Adrián Pallarois - Bastão presidencial que será usado por Milei, na solenidade deste domingo (10/12)
 

Adrián Pallarols - Os detalhes do Escudo Nacional da Argentina e da imagem do leão, forjada a pedido do próprio Milei

O que espera de Milei no comando de seu país?

Entendo que, depois de ter atravessado um processo em que os governos eleitos tiveram destinos um pouco confusos e, talvez, repletos de corrupção, graças a Deus, o povo argentino elegeu outra coisa. Esperamos começar a desenrolar e a acomodar tudo o que esse processo nos causou.

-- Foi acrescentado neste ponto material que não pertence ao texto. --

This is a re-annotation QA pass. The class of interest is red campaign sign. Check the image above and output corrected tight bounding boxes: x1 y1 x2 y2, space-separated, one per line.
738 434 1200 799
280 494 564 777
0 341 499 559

Infelizmente, sob o slogan de querer ajudar os mais pobres, eles os prejudicaram mais do que nunca, inclusive com uma ex-presidente (Cristina Kirchner) condenada pelos delitos de roubo, malversação de dinheiro e mal cumprimento da função pública. Esperamos que o governo que assumirá neste domingo (10/12) mude esse destino e nos brinde com igualdade e, sobretudo, justiça e liberdade. Coisas que têm sido bastante violadas. Eu e muitos argentinos esperamos ter um país onde nos permitam trabalhar livremente e exportar, onde a pressão tributária seja tão baixa quanto necessário, para que o país funcione, mas sem oprimir os trabalhadores. Todo o processo do governo anterior deixou 60% do país, que recebe ajuda ou depende de planos do Estado, praticamente sem emprego. É inviável um país funcionar assim. Esperamos que o presidente Milei resolva esse problema, sem deixar de ajudar aqueles que verdadeiramente necessitem.